Троцкий приподнял свои очки и посмотрел Дзержинскому в глаза.

– Поразительно слышать от вас такие вещи! Будто беседую не с народным комиссаром, а с христианским проповедником!

– В детстве я хотел стать ксёндзом8.

– Но выбрали путь революции!

– Выбрал.

– А я никогда никого не любил. И не собираюсь… Это отвлекает.

– Как вы хотите построить новое государство без любви? В чём тогда будут заключаться его идеалы? – встреча с Тро7цким обернулась не рабочим разговором, а обменом откровениями.

– В порядке, Феликс Эдмундович, только в порядке!

– Что вы понимаете под порядком?

– То же, что и вы. Мы освободили народ от тиранов, но без порядка народ не выживет… Мы выполняем его волю, но иногда должны и подталкивать его на нужный путь…

– Если вы о методах, то здесь я буду солидарен.
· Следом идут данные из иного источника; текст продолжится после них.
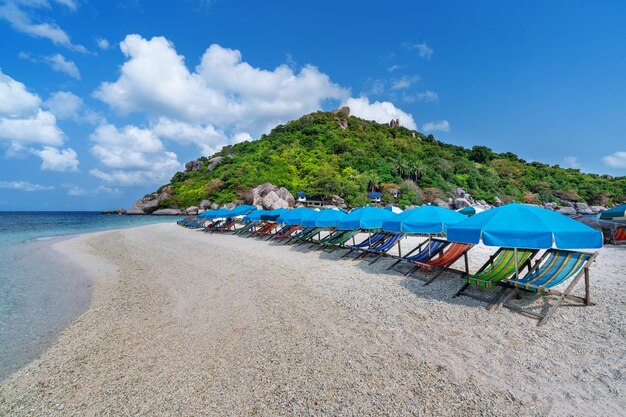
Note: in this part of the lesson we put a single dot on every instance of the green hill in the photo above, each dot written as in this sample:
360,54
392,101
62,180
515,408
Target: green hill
317,155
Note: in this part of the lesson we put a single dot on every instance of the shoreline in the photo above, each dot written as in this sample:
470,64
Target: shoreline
220,324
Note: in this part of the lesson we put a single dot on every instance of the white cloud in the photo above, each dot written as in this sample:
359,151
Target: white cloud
103,44
23,186
15,100
441,126
424,50
22,22
54,159
404,82
616,160
571,162
64,105
394,67
427,97
40,128
57,62
206,137
223,90
135,155
381,112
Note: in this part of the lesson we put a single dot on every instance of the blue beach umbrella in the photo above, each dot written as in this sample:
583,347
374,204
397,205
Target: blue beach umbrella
365,218
254,216
521,226
241,210
295,216
325,218
616,213
272,215
425,219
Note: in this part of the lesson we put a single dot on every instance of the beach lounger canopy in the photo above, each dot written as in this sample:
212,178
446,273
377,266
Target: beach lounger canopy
272,215
325,218
241,210
254,216
425,219
295,216
521,226
470,210
616,213
214,214
365,218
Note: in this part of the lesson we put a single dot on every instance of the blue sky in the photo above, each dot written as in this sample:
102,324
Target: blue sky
101,102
Там, где пролетариат применил массовый террор, мы не встречаем предательства.

– Вот! – Троцкий воодушевился, – Вот! Вы поразительный человек! Вы говорите это сразу после того, как утверждаете, что любовь – это творец возвышенного.

– Что же… Вот так и выходит. Зачем вы меня пригласили? – Дзержинскому больше не хотелось делать откровенных признаний.

– Хотел попросить помочь разгадать одну загадку…

– Какую же?

– Вот! – Троцкий открыл ящик и аккуратно подал Дзержинскому старинное письмо под толстым стеклом, охраняющим его целостность.

Дзержинский напряг глаза, но ничего не понял.

– Лев Давидович, я не понимаю по-старославянски.

– Да что вы, здесь всё просто! От царя Алексея Михайловича донскому атаману Корниле Яковлеву. Фрол Разин, брат Степана Разина показал о месте нахождения некого клада, на реке Растеряевке в двух верстах от станицы Букановской в некоем Бесовом Логове. Атаману поручается этот тайник отыскать.

– В чём здесь загадка? И какое это отношение имеет к нашей деятельности?

– Прямое, Феликс Эдмундович! Прямое отношение к контрреволюционной деятельности! Царские тайники вообще хранят множество полезной информации.

– Увы, я с ними не сталкивался.

– Теперь столкнулись! Я не зря пригласил вас. Я думаю, что одному мне будет справиться сложнее…

– Хорошо, я вас слушаю.

– Итак, загадка! Дата этого документа – тысяча шестьсот семьдесят шестой год, тридцатое января – дата смерти царя Алексея Михайловича.

– Я не силён в датах и плохо знаю историю русских царей.

– Это, кстати, чести вам не делает, Феликс Эдмундович, своего врага нужно знать! Знать ровно так, как мы его ненавидим!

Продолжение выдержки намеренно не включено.